President Obama has bluntly instructed his national security team to treat Afghan President Hamid Karzai with more public respect, after a recent round of heavy-handed statements by U.S. officials and other setbacks infuriated the Afghan leader and called into question his relationship with Washington.

Karzai’s meeting with Obama in the Oval Office on Wednesday will be the centerpiece of a rare extended visit. Over the next four days, Karzai and many of his senior cabinet ministers will be publicly embraced and privately reassured by Obama of the U.S. commitment to Afghanistan, which officials say will endure long after American forces begin leaving in July 2011.

Karzai has been frightened by the deadline, U.S. officials acknowledge. Obama intends to devote much of his meeting with him to spelling out a long-term relationship that includes far fewer U.S. troops but deeper diplomatic and economic support.

This is a simple, brilliant move by the President.  So let’s just state the obvious truth:

Did Karzai steal the election?  Yeah, probably.

Is his brother completely corrupt?  It sure looks that way.

Does the United States benefit from continuing to remind them of that?  Uh, well… no.  Not at all.  We get absolutely nothing from it.

How can we get the level of cooperation from this government that we absolutely need if we keep reminding them that we don’t like them and don’t think they’re legitimate?  What difficult things will they be willing to do for us if we treat them like this?  What do they expect from us in this situation?

Let me emphasize this sentence: “Karzai has been frightened by the deadline, U.S. officials acknowledge.”  If you were frightened by something that you had to accomplish, and the very people that you’re counting on to help you accomplish it are publicly calling you corrupt and illegitimate, how would you feel?  Would you trust the very people who are criticizing you to be invested completely in your success?  I wouldn’t… and so you start to understand why President Karzai threatened last month that he might even join with the Taliban in trying to govern.

Conservatives generally like to treat foreign policy as a matter of national interests… personalities only matter to the extent they get in the way of talking about true interests.  Liberals generally like to treat foreign policy as if it were a matter merely of psychology… just be nice to people and try to understand them, good things will come.  The Integral perspective is: they’re both true, it just depends on the situation.  It depends on the level of development of the players, and the level of development of the nations involved, and the overall amount of pressure that’s involved in the given negotiation.
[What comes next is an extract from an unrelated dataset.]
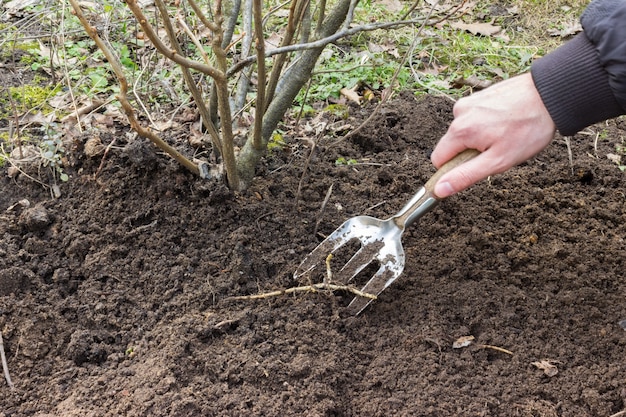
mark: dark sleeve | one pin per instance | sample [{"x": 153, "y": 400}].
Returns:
[{"x": 584, "y": 81}]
In this case, President Obama wisely reconciles the positions by realizing that the psychological aspects of this are getting in the way of our national interests, and ultimately the national interests of Afghanistan as well.  So when the United States says nice things about Karzai… recognize that it’s good for both of us that we do, and if it makes you shift uncomfortably in your seat when you hear it, try to take the broader view that the White House is taking.